TIA to Submit Comments on Children’s Online Privacy Protection Rule

As previously reported to TIA members, the Federal Trade Commission has issued a call for public comments on its implementation of the Children’s Online Privacy Protection Act (COPPA) through the Children’s Online Privacy Protection Rule.  The Toy Industry Association (TIA), under the joint leadership of its Responsible Marketing to Children Subcommittee and the Federal Government Affairs Committee, along with the assistance of outside counsel, has finalized a set of written comments that it will submit on behalf of the toy industry.  

The COPPA Rule was enacted in April 2000 and requires Web site operators to obtain parental consent before collecting, using, or disclosing personal information from children under 13. It also requires that the operators keep the information they collect from children secure, and prohibits them from requiring children to turn over any more personal information than is reasonably necessary to participate in activities on their Web sites. Normally reviewed on a ten-year schedule, early consideration of an update has been prompted by rapidly changing technology such as the increased use of smartphones and other devices to access websites and online services, as well as new methods for collecting and using information online. 

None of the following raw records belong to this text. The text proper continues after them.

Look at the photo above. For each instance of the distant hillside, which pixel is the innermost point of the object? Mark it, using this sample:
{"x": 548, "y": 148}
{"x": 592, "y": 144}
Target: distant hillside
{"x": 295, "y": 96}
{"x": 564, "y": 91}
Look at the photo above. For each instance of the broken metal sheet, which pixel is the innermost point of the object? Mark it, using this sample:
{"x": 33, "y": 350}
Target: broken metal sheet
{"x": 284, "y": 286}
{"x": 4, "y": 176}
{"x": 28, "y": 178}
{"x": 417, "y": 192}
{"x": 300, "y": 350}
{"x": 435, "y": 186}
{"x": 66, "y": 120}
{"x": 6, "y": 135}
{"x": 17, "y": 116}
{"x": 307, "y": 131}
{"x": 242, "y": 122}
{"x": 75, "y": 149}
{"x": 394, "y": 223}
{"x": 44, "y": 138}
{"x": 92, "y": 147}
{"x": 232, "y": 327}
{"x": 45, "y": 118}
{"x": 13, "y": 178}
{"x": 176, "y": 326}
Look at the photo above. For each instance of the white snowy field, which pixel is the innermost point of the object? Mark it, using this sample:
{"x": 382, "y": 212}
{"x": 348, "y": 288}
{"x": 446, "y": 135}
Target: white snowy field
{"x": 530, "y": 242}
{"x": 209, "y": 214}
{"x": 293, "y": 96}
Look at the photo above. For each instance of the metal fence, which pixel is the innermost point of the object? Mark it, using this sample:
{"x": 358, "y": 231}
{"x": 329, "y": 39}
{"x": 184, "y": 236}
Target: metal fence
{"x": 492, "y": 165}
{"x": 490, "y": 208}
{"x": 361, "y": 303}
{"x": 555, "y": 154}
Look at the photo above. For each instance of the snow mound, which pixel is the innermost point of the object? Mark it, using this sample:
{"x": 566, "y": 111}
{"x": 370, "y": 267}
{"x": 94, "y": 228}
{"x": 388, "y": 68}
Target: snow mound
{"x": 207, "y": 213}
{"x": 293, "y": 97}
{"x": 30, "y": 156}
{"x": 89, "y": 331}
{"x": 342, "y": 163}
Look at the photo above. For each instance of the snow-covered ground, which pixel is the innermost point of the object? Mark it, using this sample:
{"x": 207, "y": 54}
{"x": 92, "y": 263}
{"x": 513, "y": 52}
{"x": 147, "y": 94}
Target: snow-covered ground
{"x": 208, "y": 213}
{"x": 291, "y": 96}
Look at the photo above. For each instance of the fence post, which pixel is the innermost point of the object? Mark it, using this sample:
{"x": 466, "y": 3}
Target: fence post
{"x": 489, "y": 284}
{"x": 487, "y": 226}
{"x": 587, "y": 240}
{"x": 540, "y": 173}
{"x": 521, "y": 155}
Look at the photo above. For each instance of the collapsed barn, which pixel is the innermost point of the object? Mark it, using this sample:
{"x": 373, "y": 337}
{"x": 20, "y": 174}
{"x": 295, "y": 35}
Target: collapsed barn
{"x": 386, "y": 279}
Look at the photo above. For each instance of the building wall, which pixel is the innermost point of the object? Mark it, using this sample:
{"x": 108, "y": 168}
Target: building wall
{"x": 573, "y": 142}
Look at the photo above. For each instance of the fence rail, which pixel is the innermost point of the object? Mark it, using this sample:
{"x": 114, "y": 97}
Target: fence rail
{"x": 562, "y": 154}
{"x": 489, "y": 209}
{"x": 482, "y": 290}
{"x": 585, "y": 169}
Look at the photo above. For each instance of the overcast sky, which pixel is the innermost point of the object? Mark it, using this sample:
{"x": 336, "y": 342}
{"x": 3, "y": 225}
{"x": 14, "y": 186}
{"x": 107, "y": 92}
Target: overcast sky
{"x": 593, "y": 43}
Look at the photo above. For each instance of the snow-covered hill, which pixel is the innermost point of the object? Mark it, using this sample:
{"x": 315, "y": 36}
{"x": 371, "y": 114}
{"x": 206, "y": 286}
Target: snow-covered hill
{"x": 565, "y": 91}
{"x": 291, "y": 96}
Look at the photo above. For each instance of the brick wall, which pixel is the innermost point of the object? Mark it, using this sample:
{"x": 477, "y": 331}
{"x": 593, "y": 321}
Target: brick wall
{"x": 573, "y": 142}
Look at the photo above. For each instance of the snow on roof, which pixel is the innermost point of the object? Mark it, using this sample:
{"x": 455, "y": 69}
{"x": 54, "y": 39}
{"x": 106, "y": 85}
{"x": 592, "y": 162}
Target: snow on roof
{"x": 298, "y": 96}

“TIA has long been an advocate of sound and sensible measures to protect children’s privacy and safety online,” said Carter Keithley, TIA president.  “Nothing is more important to our members than the safety of children and the trust of their parents.”

In its response, TIA indicated its belief that the COPPA Rule has worked well to protect children’s online privacy and that changes to the Rule should not be made lightly.  Any modifications must offer substantial privacy and safety benefits to both children and their parents without undue burdens on operators. TIA’s comments also suggested that all the parental consent mechanisms currently recognized in the COPPA Rule remain necessary and valid. 

Responses were provided to questions posted by the FTC in ten major subject areas.

“The COPPA Rule has been effective in protecting children,” stated Keithley.  “Any changes to the COPPA Rule must be thoroughly examined to be sure they are consistent with the statute, reflect sound public policy, are technologically appropriate, and can be implemented in a common sense manner.  The costs and benefits of any changes must be weighed to avoid any unnecessary and unintended adverse effects on both consumers and on companies that must comply.”

TIA’s comments will be submitted on Wednesday, June 30th … the posted deadline for input.